Perdas estimadas de maio/19 a dezembro/21 

Índice Maio/19 a dez/21
IPC-FIPE 20,35%
IPCA 18,38%
INPC 19,63%
  • Negociação imediata de um plano de reposição para zerar as perdas restantes, relativas ao período de maio/2012 a abril/2022, com a perspectiva de concluir a discussão deste plano ainda na data-base de 2022; e da valorização dos níveis iniciais das carreiras, com base nas propostas do Fórum das Seis.

O ofício cobra o agendamento, ainda em dezembro, de uma primeira reunião entre as partes para discutir estas reivindicações. O ofício também cita a necessidade de discussão democrática sobre o retorno presencial nas universidades.

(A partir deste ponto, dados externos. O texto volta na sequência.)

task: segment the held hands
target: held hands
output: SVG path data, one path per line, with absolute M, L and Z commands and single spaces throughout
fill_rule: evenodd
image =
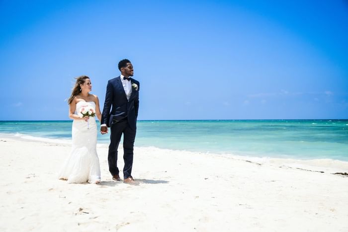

Por fim, pleiteia a discussão sobre a contagem dos tempos congelados pela LC 173 (para aquisição de quinquênio, sexta-parte, licença-prêmio e progressões na carreira), como informado em matéria específica neste boletim.

Mobilização

As assembleias de base também foram unânimes em indicar a necessidade de mobilização, com atos presenciais e outras manifestações, já em janeiro. O Fórum das Seis voltará a se reunir para definir datas e atividades a serem organizadas. Fique atento/a às divulgações da sua entidade sindical!

BASTA DE ENROLAÇÃO E DE FALTA DE RESPEITO ÀS CATEGORIAS E A COMPROMISSOS ASSUMIDOS!

Queremos discutir nossas reivindicações e o retorno presencial seguro. Cadê o diálogo democrático, senhores reitores?

A situação na Unesp

Em maio/2016 e em maio/2019, a Unesp não honrou os índices concedidos pelo Cruesp, respectivamente 3% e 2,2%, implodindo uma política de isonomia de reajustes vigente desde o início das negociações com o Fórum das Seis.

No caso dos 2,2%, foram pagos somente em abril/2020. Em relação aos 3%, após sucessivas cobranças, ignoradas pelas gestões anteriores, a atual reitoria da Unesp informa que os aplicará a partir de janeiro de 2022 e que reconhece a existência de um passivo referente aos retroativos. De acordo com cálculos da Adunesp e do Sintunesp, o prejuízo causado pelo calote de maio/2016 até hoje corresponde a uma perda em torno de 2,7 salários atuais para cada servidor/a técnico-administrativo/a e docente. O pagamento destes retroativos não pode ser esquecido e vem sendo objeto de discussão dos sindicatos com a reitoria.

Fórum das Seis quer debater com Cruesp situação do tempo congelado pela LC 173/2020

A lei complementar (LC) 173/2021, aprovada pelo Congresso Nacional a pedido do governo Bolsonaro em maio/2020, com o objetivo de regulamentar a ajuda federal a estados e municípios em meio à pandemia de Covid-19, embutiu um conjunto de ataques ao funcionalismo público. Essa lei, além de determinar o “congelamento” da contagem do tempo de serviço para a concessão de anuênios, triênios, quinquênios, licenças-prêmio e demais mecanismos equivalentes, impôs – segundo a interpretação das AJs das reitorias – a proibição de reajustes salariais e contratações no período de 28/5/2020 a 31/12/2021, o que acabou se concretizando, apesar da luta do Fórum das Seis para que os salários fossem corrigidos.

Com a proximidade do fim da vigência da malfadada lei, as categorias querem saber como as reitorias vão tratar a questão. Em relação à contagem do tempo, não é aceitável que seja simplesmente descartada, uma vez que, em todo o período, servidores e servidoras trabalharam e fizeram jus à sua remuneração.

As entidades sindicais das universidades ajuizaram ações neste sentido, mas nenhuma teve desfecho até o momento. O Fórum das Seis quer debater o assunto com o Conselho de Reitores/Cruesp, para estabelecer procedimentos homogêneos nas instituições, que garantam os direitos dos/as servidores/as docentes e técnico-administrativos/as.

Luta contra a reforma administrativa 8/12 é dia nacional de manifestações. Confira e participe!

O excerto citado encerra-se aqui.